Chapter 5
Alex Hormozi opens the chapter with a vivid recount of a night after a grueling five‑day conference. Exhausted, he answers a FaceTime call from his father, who worries that the “Gym Lords Summit” photo shows all the author’s clients paying $42,000 a year. Hormozi explains to his dad that the high fee is legal, transparent, and justified because the system typically adds $239,000 in topline revenue for a gym over 11 months. He walks his dad through the math: 15 hours of weekly work, eleven months to recoup the fee, and no upfront payment, which convinces his father to approve the model.
Hormozi then shifts to a theoretical discussion on price‑to‑value discrepancy. He cites Warren Buffett’s “price is what you pay, value is what you get” and argues that lowering price to increase sales is usually a destructive strategy. Instead, businesses should increase value first, then raise price, delivering a “money at a discount” perception (e.g., $100,000 of value for $10,000). He offers a free tutorial link for “Charge What It’s Worth” and stresses that most owners mistakenly price by copying cheap competitors, leading to market efficiency and minimal profit.
The chapter outlines the “virtuous cycle of price.” Hormozi lists the negative side effects of lowering price—reduced client emotional investment, perceived value, results, attraction of low‑quality clients, and margin erosion. Conversely, raising price boosts emotional investment, perceived value, results, attracts premium clients, and multiplies margins, enabling reinvestment in talent, systems, and growth. He reinforces the point with a blind‑taste‑test study where identical wines were rated higher when labeled expensive, proving that higher price can create actual perceived higher value.

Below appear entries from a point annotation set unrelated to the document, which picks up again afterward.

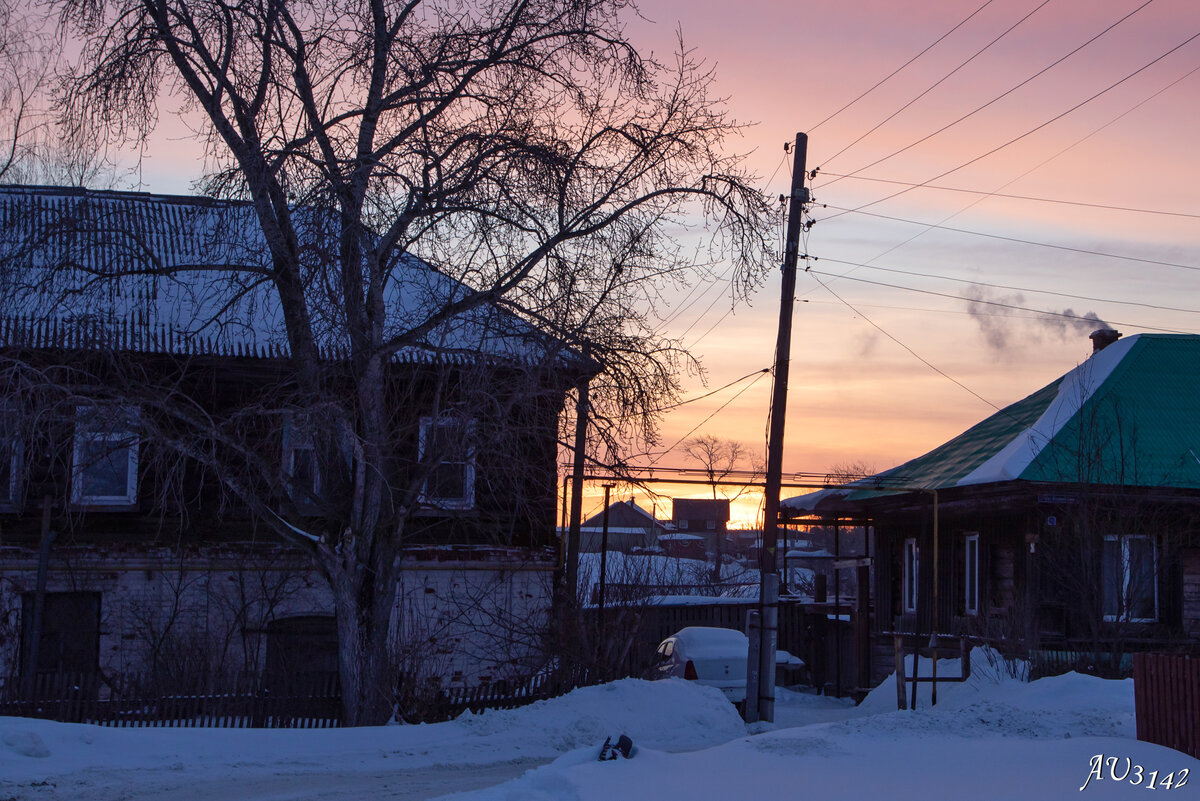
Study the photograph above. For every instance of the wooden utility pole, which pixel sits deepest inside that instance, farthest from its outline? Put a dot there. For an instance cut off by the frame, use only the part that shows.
(571, 568)
(768, 560)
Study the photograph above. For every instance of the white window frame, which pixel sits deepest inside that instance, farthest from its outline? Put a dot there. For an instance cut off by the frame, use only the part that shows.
(1123, 540)
(971, 573)
(298, 437)
(16, 457)
(467, 500)
(87, 432)
(910, 586)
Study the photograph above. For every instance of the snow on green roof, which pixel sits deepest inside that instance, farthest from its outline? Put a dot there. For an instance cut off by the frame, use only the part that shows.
(1129, 415)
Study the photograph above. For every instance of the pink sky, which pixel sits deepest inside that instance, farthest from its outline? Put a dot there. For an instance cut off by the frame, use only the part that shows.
(856, 395)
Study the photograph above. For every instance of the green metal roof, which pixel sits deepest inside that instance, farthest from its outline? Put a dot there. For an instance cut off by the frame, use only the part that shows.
(1128, 416)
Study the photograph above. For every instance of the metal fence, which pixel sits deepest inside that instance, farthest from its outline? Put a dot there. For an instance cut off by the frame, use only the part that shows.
(1167, 697)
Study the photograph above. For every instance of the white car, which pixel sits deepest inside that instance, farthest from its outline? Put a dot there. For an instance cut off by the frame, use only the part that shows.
(715, 657)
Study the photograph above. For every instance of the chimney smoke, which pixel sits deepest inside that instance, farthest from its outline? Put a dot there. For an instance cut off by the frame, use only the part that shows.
(1102, 338)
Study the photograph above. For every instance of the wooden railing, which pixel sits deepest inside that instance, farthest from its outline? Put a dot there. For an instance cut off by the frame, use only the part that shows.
(77, 698)
(1167, 697)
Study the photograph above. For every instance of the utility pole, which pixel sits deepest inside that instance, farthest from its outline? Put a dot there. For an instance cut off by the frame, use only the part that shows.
(768, 560)
(604, 564)
(571, 568)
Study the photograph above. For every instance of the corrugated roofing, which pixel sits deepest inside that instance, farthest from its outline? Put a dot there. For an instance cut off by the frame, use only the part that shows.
(1128, 416)
(187, 275)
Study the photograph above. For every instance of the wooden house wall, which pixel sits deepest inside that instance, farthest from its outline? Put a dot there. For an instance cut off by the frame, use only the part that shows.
(179, 501)
(1001, 571)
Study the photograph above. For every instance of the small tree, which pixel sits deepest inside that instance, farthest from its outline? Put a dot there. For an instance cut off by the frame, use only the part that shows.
(720, 458)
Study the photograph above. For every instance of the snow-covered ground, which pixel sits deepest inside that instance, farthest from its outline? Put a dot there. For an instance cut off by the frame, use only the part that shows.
(994, 738)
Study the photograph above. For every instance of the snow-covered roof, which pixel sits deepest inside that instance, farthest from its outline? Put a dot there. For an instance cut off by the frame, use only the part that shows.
(1127, 416)
(187, 275)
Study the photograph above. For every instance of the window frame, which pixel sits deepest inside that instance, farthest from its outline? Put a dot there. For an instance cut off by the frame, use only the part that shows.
(910, 588)
(467, 500)
(971, 573)
(1123, 600)
(298, 437)
(85, 433)
(11, 438)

Hormozi then provides his personal “Premium Price Experience” from Gym Launch. Initially, his consultancy flew to gyms, charging a fee equal to 100 % of the revenue uplift (about $42,000 in 21 days). After logistical fatigue, he discovered a “done‑with‑you” model that could be delivered remotely, scaling the business dramatically. He positioned Gym Launch as the premium price leader, charging $16,000 for a 16‑week intensive and upselling 35 % of participants to a $42,000‑per‑year three‑year agreement—roughly half or more of an average gym owner’s annual profit. He justifies this by showing survey data from 158 gyms: average top‑line revenue growth of $19,932/month (+$239,000/year), recurring revenue +$13,339/month, profit increase from $2,943 to $8,940/month (3.1×), churn reduction, retail sales boost, and price uplift from $129 to $167 per member. These metrics prove the program’s value and support the conviction needed to charge premium fees.
The chapter concludes with summary points: charge premium to enable unparalleled client outcomes; the price‑value gap remains massive; the virtuous cycle sustains profit, growth, and the ability to reinvest; and 99 % of businesses need to raise rather than lower prices to thrive.